The Commission recognizes the importance of including the experiences and voices of this Colombia living outside Colombia in the story of the country that is being shaped. It has therefore generated a territorial deployment at the international level that has involved processes of support for the Commission in 23 countries in Europe, North America, Central America, the Andean region and South America.

In Europe, the work has been guided by ICIP, in its role as the Commission’s technical secretariat, and participation has basically been structured on three levels:

  • Nodes or support groups for the Commission;
  • Internodal working groups;
  • Interviewers for the taking of testimonies.

In this process, the Commission has trained around 90 people to take testimonies from victims of the armed conflict residing in Europe, in order to contribute to the clarification of the facts through a unique methodology with a psychosocial approach.
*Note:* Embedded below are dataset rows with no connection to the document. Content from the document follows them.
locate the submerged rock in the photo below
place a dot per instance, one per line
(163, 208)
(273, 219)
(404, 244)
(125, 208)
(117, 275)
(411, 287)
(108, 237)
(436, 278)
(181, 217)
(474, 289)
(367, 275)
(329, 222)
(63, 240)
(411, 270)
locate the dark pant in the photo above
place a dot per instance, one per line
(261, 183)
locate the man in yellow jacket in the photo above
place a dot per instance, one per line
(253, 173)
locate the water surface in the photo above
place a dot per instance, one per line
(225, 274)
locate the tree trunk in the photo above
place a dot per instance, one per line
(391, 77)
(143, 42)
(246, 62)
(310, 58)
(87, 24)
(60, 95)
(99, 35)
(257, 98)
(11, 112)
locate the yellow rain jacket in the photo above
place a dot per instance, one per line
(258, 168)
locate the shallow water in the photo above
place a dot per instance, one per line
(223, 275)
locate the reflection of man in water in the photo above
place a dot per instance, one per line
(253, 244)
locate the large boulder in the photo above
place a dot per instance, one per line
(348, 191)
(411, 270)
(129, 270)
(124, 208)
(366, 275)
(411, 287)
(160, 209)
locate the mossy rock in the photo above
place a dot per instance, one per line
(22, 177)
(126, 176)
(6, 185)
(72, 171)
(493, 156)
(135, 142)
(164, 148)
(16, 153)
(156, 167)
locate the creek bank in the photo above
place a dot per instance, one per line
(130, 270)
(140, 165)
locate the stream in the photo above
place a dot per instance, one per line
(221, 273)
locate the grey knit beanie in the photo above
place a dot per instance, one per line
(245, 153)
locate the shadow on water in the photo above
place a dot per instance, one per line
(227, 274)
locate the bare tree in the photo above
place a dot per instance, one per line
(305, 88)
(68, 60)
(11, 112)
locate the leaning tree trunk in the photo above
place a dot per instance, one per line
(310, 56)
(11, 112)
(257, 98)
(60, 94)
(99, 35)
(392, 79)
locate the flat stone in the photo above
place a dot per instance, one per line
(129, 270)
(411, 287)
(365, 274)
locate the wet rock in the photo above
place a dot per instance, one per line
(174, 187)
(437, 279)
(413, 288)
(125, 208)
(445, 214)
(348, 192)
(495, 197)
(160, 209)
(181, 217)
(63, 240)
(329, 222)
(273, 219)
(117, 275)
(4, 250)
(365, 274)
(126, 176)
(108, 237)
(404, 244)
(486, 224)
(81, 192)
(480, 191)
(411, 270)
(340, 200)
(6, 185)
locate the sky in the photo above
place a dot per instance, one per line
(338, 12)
To promote this support network, one of the main methodological concepts in the process has been to create spaces for participation and coordination among diverse actors: victims of various armed actors who are not organized, organizations of Colombian victims, peace and human rights activists, organizations in host countries, and people from the arts world and from academia, among others.

Along these lines, in Europe, there are 15 support groups in 10 countries: Germany, Belgium, Denmark, Spain (Andalusia, Catalonia, Madrid, Basque Country and Valencia), France and South of France, Italy, Norway, United Kingdom, Sweden and Switzerland. These nodes are spaces for the convergence of people and organizations that meet to join efforts and previous experiences in memory and peacebuilding in support of the Commission’s mandate.

In addition, there are intermodal groups, as coordinating spaces throughout Europe in relation to specific thematic areas: gender, psychosocial accompaniment, recognition of victims, relatives of victims of enforced disappearance, and second and third generations in exile.